La decisión del Govern Armengol de impulsar una normativa que, caso de ser necesario, imponga a los bancos el deber de alquilar pisos de su propiedad, asumiendo el Ejecutivo el control de los arrendamientos, ha de valorarse como un esfuerzo público para hacer realidad el derecho constitucional de todos los ciudadanos a poder contar con una vivienda digna. Los bancos no saldrán perjudicados ya que se les pagará la diferencia entre la cantidad que abone el arrendador y el precio de mercado. Y a cambio, importantes segmentos sociales, sobre todo jóvenes, podrán tener acceso a un domicilio y mirar con más optimismo el mañana.
Necesidad de actuar. La crisis del sector inmobiliario, que ha arrastrado al resto del tejido productivo durante los últimos ocho años, ha causado estragos en la colectividad. Cayeron infinidad de empresas, el paro se incrementó de forma alarmante y el miedo entró en las venas de la sociedad. Favorecer el acceso a la vivienda es una llamada a la recuperación. Es lógico que los bancos miren con resquemor esta intervención pública en su patrimonio inmobiliario. Pero al fin y al cabo se trata de un apoyo público para mover el mercado, para dinamizarlo y para dar empuje a la sociedad.

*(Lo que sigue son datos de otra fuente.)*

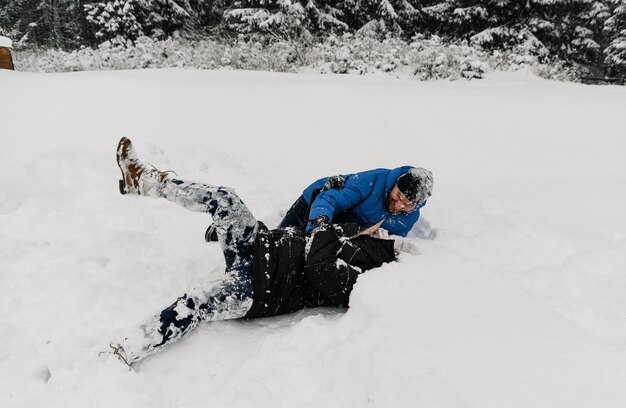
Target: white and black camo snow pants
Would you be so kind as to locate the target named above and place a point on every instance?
(230, 298)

Contrasentido. El boom inmobiliario que comenzó a mediados de los años 90 y se prolongó hasta el 2007 alcanzó niveles que rozaban el delirio. Los precios de los pisos se hicieron desorbitantes a la par que el movimiento especulativo en torno a terrenos y viviendas ya construidas trastrocó el normal funcionamiento del mercado. Aquella burbuja acabó estallando con efectos catastróficos. Las entidades crediticias, comenzando por las cajas de ahorros, atravesaron una coyuntura a veces terrible. Pero los errores del pasado no deben nublar el futuro. Las viviendas son un extraordinario bien en sí mismas, siempre que el sector funcione con normalidad. Sería un contrasentido no comprenderlo. Hay que actuar, como hace el Govern, para recuperar el equilibrio.